La Renaissance du livre (p. 68-76).

VII


Ma maladie elle-même, qui fut grave et très longue, m’a seulement laissé dans la mémoire l’impression d’une chaleur extrême au front et aux paumes des mains, qu’on rafraîchissait continuellement avec des compresses.

Je me rappelle aussi un rêve que je fis au plus fort de ma fièvre, qui revint souvent et qui me montrait toujours un jardin en terrasses, où poussaient, derrière des massifs de roses jaunes, des pruniers tendus en espaliers sur les gradins, portant beaucoup de fruits bleus que je voulais prendre et qui s’évanouissaient dès que j’allais les atteindre : chose bizarre, j’ai revu ce jardin, des années après, à Dinant, dans la propriété d’un ami ; et c’était celui de mon rêve, avec ses mêmes beaux rosiers, ses prunes innombrables sur des arbres très vieux, étendant leurs branches tortueuses au long de la pierre d’une suite de terrasses, prises au flanc des Ardennes. Une sorte de pressentiment de la vision, rendue cent fois plus lucide et plus active par la surexcitation morbide de mon système nerveux, m’évoquait ce site longtemps avant que je ne dusse le rencontrer dans la réalité et, dans mon rêve, c’est au bras de ma mère que je m’y promenais.

Mlle Veydt me soigna avec beaucoup de scrupule durant cette maladie, sans jamais omettre de m’administrer exactement les cuillerées de potion prescrites par son père et par un médecin, appelé en consultation au moment du danger. Mais une figure, surtout, demeure attachée à cette période de ma triste enfance ; c’est celle de Mlle Ruys, Sinte Véronica, Sainte-Véronique, comme on l’appelait dans la maison à cause de sa grande piété.

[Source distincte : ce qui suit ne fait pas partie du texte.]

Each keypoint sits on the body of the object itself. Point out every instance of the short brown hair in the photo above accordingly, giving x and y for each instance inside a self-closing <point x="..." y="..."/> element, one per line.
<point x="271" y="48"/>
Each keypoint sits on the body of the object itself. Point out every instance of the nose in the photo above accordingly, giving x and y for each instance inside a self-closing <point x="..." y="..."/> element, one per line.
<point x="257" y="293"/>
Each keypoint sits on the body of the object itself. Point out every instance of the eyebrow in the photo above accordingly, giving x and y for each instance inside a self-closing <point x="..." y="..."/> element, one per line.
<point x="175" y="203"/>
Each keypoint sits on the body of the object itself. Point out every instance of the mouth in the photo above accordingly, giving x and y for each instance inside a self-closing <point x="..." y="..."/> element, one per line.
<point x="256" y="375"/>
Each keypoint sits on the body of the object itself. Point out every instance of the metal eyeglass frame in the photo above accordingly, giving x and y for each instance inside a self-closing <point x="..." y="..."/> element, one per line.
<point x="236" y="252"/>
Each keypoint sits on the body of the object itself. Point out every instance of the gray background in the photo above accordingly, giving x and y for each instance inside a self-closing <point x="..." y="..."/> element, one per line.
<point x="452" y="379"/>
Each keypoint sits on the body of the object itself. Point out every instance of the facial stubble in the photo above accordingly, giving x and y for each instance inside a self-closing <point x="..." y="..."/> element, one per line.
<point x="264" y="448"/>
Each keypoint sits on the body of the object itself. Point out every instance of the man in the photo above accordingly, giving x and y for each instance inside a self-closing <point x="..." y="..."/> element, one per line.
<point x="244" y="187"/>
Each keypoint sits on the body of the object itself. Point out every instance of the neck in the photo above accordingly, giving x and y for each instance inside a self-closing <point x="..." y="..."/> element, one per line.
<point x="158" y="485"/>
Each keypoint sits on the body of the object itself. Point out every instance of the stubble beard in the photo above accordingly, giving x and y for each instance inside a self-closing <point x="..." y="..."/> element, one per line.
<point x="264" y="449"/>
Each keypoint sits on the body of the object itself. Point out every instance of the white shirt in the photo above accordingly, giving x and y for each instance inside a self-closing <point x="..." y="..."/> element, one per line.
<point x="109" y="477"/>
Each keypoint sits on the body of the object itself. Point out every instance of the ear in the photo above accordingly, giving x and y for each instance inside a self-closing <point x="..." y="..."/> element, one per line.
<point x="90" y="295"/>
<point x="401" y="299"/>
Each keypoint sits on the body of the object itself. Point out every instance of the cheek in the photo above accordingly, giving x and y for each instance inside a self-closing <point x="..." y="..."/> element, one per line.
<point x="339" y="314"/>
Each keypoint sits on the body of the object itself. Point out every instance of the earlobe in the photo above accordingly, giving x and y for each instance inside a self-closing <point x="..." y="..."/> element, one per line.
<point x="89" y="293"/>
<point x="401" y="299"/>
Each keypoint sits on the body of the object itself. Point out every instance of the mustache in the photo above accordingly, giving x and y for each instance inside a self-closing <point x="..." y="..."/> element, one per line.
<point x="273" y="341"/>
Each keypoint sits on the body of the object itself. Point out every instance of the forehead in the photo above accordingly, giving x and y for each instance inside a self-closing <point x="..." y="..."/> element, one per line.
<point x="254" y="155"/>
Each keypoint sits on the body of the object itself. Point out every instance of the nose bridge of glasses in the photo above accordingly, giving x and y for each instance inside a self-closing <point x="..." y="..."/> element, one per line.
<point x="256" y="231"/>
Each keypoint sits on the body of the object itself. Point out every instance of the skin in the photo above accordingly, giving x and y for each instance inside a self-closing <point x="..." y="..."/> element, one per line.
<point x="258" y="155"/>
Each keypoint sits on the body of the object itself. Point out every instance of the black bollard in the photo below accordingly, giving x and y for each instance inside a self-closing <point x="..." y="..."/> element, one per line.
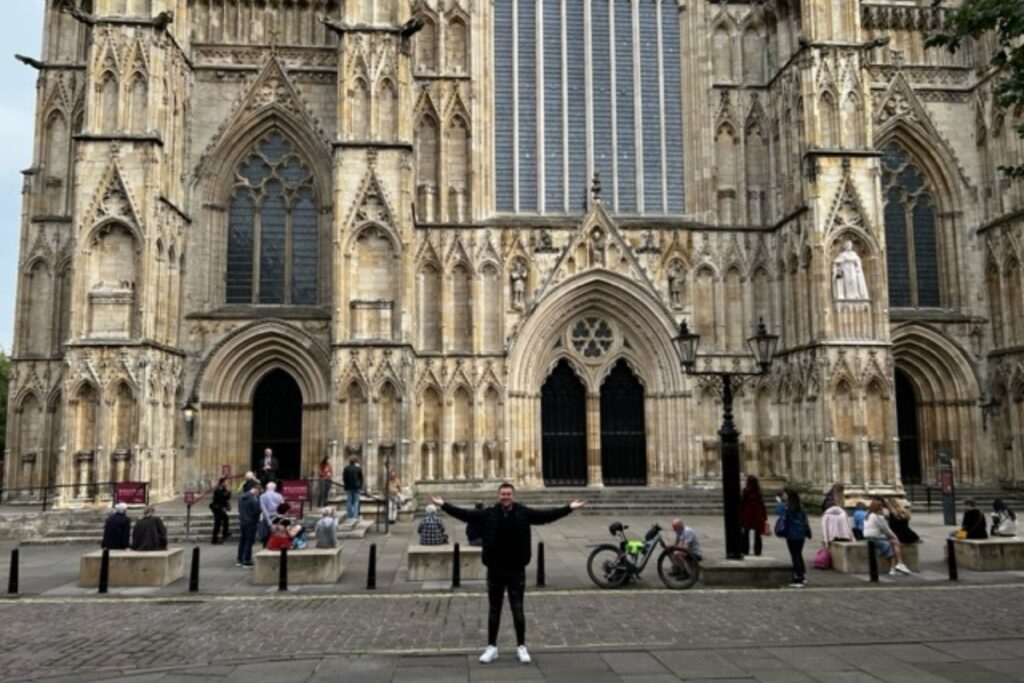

Mlle Ruys était une humble vieille fille, couturière à la journée, que chaque jeudi voyait revenir rue Marcq : elle y apparaissait le matin, au coup de sept heures, hiver comme été… ; elle était toujours vêtue printanièrement et proprement de la même robe de percale lilas, coiffée du même bonnet de mousseline tuyautée. On l’installait à la lingerie, une chambre très claire et très vaste du second étage, où elle ne permettait point qu’on allumât jamais le feu. Son économie était si grande qu’elle redoutait, pour ses effets, la poussière produite par le charbon brûlant dans un poêle ; aux plus fortes gelées, elle se contentait d’une chaufferette. Et c’était un étonnement pour moi, de voir cette longue et mince personne, au visage serein, au sourire grave, assise à coudre là-haut, par dix degrés de froid et ne grelottant pas sous sa maigre robe de percale ; bien mieux : m’offrant sa chaufferette et m’obligeant à l’accepter, pour peu que je fusse en humeur de rester là quelque temps.

Je l’aimais pour les belles histoires qu’elle me contait parfois, pour sa douceur câline et sa voix tendre. Elle avait des délicatesses et des fiertés que je partageais ; de toute la maison, elle seule me traitait en enfant, comprenait que jouer à la poupée fût, pour moi, un plaisir ; que je pusse m’intéresser aux petits oiseaux du jardin, aux cabrioles d’un chat sur la toiture d’en face ; que j’eusse des larmes pour un chien battu, dans la rue, et hurlant, ou, un cheval effondré sur le pavé et qui, de ma fenêtre, me semblait mort. Dès que, la fièvre me lâchant, mes idées redevinrent plus précises, je demandai à ma tante Josine :

— Et sainte Véroncica, où est-elle ?

— Ici, auprès de vous, ma toute petite, me fut-il répondu par celle-là même dont je réclamais la présence.

Et j’appris que depuis le début de ma maladie, elle n’avait guère quitté mon chevet, se relayant avec Mlle Veydt pour me veiller.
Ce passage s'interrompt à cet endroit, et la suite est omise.